What are these instructions?
smopa
for int8 and int16 types, bfmopa
for FP16 type. They are documented there.
Do they take int8 input and accumulate the results in int8's or int16s (risking overflow or requiring saturation), or do they accumulate into int32?
The int8 version accumulates into int32.
Unfortunately, the documentation quality is mediocre. I would recommend ARM company to look for a good technical writer to document their hardware.
Still, I think that instruction does something like following C++.

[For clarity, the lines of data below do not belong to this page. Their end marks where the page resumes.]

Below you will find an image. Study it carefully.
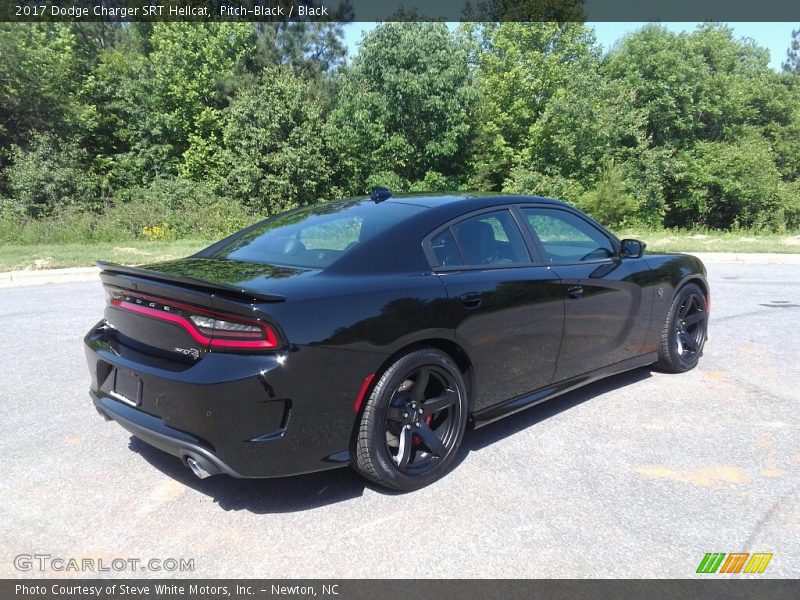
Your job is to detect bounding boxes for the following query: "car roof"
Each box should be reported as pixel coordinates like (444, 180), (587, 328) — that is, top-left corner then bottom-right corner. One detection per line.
(199, 192), (586, 278)
(382, 193), (571, 209)
(325, 192), (579, 275)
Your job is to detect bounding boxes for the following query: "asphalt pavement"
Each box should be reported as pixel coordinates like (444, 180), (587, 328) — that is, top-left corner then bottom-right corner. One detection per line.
(0, 262), (798, 578)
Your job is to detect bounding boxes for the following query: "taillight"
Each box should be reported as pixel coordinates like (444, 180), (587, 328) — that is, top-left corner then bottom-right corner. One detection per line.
(188, 314), (278, 348)
(108, 290), (279, 350)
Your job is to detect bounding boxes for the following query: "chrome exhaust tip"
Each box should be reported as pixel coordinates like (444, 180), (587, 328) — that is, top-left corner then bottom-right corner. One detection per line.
(185, 456), (213, 479)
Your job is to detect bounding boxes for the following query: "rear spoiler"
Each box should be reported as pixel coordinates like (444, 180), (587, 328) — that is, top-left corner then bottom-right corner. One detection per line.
(97, 261), (286, 303)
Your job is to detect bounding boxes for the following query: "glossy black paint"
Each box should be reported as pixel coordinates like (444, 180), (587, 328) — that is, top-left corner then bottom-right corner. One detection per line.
(549, 258), (652, 381)
(84, 194), (708, 479)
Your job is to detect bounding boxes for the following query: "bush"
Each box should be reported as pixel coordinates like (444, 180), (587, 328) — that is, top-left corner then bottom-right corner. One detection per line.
(502, 166), (586, 204)
(109, 177), (258, 240)
(779, 180), (800, 231)
(365, 171), (409, 194)
(672, 134), (789, 229)
(0, 177), (261, 245)
(0, 206), (127, 245)
(409, 170), (461, 192)
(623, 147), (672, 227)
(6, 133), (98, 218)
(576, 160), (638, 227)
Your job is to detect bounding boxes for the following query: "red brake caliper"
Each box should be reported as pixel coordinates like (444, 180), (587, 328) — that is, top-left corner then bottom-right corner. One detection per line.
(413, 414), (434, 445)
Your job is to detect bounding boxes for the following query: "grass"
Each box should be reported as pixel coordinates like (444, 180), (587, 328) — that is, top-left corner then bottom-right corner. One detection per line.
(1, 228), (799, 272)
(0, 240), (212, 272)
(615, 228), (800, 254)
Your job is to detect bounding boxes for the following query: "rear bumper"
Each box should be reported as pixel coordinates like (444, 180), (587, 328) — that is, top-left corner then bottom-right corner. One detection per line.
(85, 320), (385, 478)
(92, 391), (243, 478)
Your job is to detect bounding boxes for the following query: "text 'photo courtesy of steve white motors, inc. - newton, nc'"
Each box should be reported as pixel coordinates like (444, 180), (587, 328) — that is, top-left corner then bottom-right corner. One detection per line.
(13, 2), (330, 18)
(14, 583), (340, 598)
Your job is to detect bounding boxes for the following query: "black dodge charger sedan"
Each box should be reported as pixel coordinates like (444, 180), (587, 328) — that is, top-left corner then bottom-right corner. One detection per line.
(85, 192), (709, 490)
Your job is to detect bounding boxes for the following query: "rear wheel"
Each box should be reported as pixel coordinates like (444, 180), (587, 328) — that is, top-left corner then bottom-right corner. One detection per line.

Untested because I don’t have a hardware which supports that ISA.
using std::array;
void smopa( array<int8_t, 32> a, array<int8_t, 32> b, array<array<int, 8>, 8>& acc,
array<bool, 32> mask1, array<bool, 32> mask2, bool subtract )
{
for( int r = 0; r < 8; r++ )
for( int c = 0; c < 8; c++ )
{
int sum = acc[ r ][ c ];
for( int i = 0; i < 4; i++ )
{
int ir = r * 4 + i;
int ic = c * 4 + i;
if( !( mask1[ ir ] && mask2[ ic ] ) )
continue;
int p = (int)a[ ir ] * (int)b[ ic ];
sum = subtract ? sum - p : sum + p;
}
acc[ r ][ c ] = sum;
}
}